Location

Klaus 2456 (Classroom Wing)
Other/Miscellaneous
Faculty/Staff Public Graduate students

Title: Interactive and Explainable Machine Learning Methods With Humans

Date: June 12

Time: 1:00 PM (Eastern)

Location

- In Person at Klaus 2456 (Classroom Wing) or 

- Virtual at https://gatech.zoom.us/j/99019110918?pwd=Vi9EMUM4bDBZWnNCczRQamNNcmtUQT09

 

Andrew Silva

Computer Science Ph.D. Candidate

School of Interactive Computing

Georgia Institute of Technology

 

Committee:

Dr. Matthew Gombolay (Advisor) – School of Interactive Computing, Georgia Institute of Technology

Dr. Sonia Chernova – School of Interactive Computing, Georgia Institute of Technology

Dr. Mark Riedl – School of Interactive Computing, Georgia Institute of Technology

Dr. Diyi Yang – Computer Science Department, Stanford University

Dr. Barry Theobald – Machine Learning Research, Apple, Inc.

 

Abstract:

 

This dissertation introduces and evaluates new mechanisms for interactivity and explainability within machine learning, specifically targeting human-in-the-loop learning systems. The contributions of this dissertation aim to substantiate the thesis statement: Interactive and explainable machine learning yields improved experiences for human users of intelligent systems. 

 

The dissertation work will show that machine learning with human expertise offers improved performance in task success rates and reward, introducing a novel neural network architecture and an approach to goal-specification using language commands.
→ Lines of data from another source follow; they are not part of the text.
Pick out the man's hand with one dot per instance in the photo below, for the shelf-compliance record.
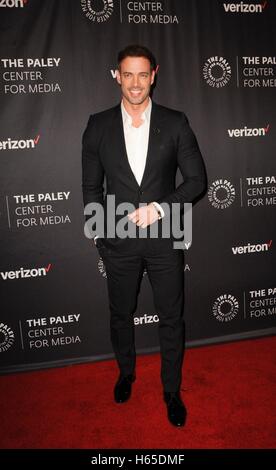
(144, 216)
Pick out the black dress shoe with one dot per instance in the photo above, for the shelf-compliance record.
(122, 390)
(177, 412)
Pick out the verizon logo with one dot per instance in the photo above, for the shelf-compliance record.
(12, 3)
(23, 273)
(10, 144)
(243, 7)
(248, 132)
(242, 250)
(145, 319)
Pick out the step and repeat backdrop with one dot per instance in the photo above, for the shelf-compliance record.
(217, 63)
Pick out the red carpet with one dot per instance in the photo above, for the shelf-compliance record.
(229, 391)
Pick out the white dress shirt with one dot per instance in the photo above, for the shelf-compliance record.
(137, 140)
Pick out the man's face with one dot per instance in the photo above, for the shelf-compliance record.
(135, 78)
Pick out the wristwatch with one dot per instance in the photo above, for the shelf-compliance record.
(158, 210)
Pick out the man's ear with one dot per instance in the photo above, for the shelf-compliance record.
(118, 76)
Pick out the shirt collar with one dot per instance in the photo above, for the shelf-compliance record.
(127, 119)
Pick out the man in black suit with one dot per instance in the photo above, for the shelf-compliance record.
(138, 146)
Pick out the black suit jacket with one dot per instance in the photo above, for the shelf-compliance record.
(172, 144)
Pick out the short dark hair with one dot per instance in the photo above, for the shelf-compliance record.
(135, 50)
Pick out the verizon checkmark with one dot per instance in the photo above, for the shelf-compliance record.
(36, 139)
(48, 267)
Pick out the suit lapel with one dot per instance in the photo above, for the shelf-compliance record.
(154, 141)
(153, 144)
(119, 137)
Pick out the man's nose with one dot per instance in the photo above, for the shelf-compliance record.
(136, 80)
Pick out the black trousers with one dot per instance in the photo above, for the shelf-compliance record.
(165, 269)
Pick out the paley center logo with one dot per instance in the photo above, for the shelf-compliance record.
(217, 72)
(221, 194)
(6, 337)
(13, 3)
(21, 144)
(225, 308)
(249, 132)
(24, 273)
(97, 10)
(249, 248)
(244, 7)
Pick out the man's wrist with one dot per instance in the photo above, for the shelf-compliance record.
(158, 209)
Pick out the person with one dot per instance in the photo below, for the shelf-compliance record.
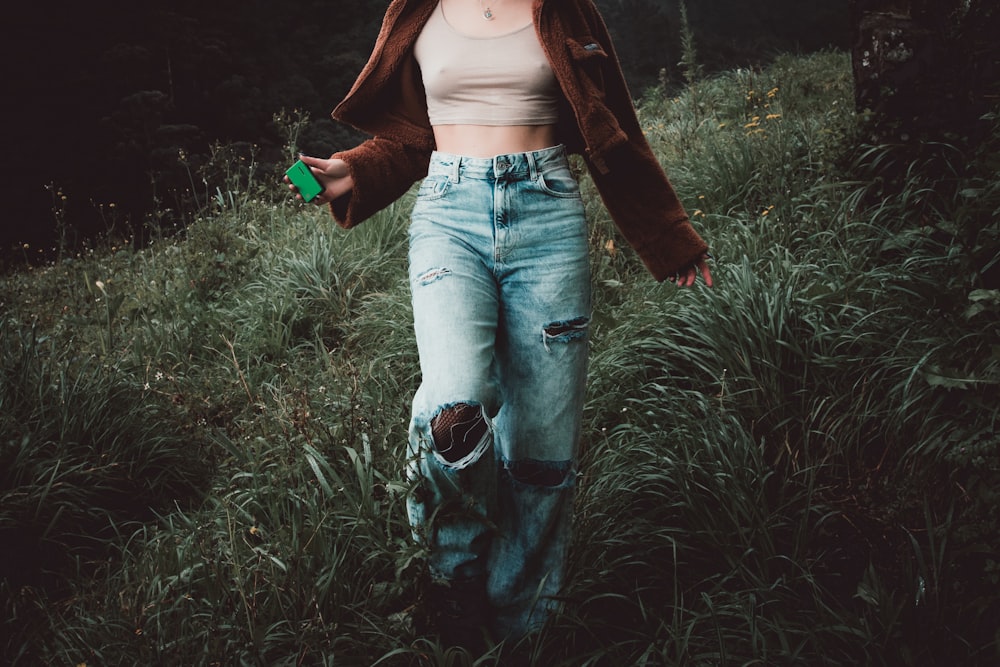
(484, 100)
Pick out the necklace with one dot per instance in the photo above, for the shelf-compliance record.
(487, 12)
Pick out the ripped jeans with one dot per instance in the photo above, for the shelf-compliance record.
(501, 298)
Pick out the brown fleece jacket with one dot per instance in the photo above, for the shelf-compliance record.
(596, 119)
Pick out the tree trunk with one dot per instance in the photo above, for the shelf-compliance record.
(926, 69)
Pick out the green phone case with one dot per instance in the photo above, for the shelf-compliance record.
(303, 179)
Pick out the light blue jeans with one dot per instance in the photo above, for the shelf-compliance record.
(501, 299)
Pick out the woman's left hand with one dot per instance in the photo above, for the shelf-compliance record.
(688, 275)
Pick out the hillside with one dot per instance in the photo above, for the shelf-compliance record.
(202, 434)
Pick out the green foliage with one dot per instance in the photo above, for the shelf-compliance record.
(203, 438)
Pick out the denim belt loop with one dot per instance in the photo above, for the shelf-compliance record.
(532, 166)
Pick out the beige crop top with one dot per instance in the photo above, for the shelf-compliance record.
(503, 80)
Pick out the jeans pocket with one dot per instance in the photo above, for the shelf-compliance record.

I will then discuss how machine learning with explainability improves human perceptions of intelligent agents and enhances user compliance with agent suggestions, detailing technical contributions and a large-scale user study on perceptions of explainability mechanisms. Finally, I will overview my work in personalization for machine learning and the ways in which personalized machine learning enables improved performance for a large heterogeneous population of users. I offer both novel technical methods for interactivity and explainability within machine learning, as well as user studies to empirically validate my technical contributions. My dissertation will conclude with a presentation on recent work for personalizing explainability mechanisms to users in the task-oriented setting of guiding a simulated self-driving car in an unseen environment, navigating a tradeoff between participant-preference and task-performance.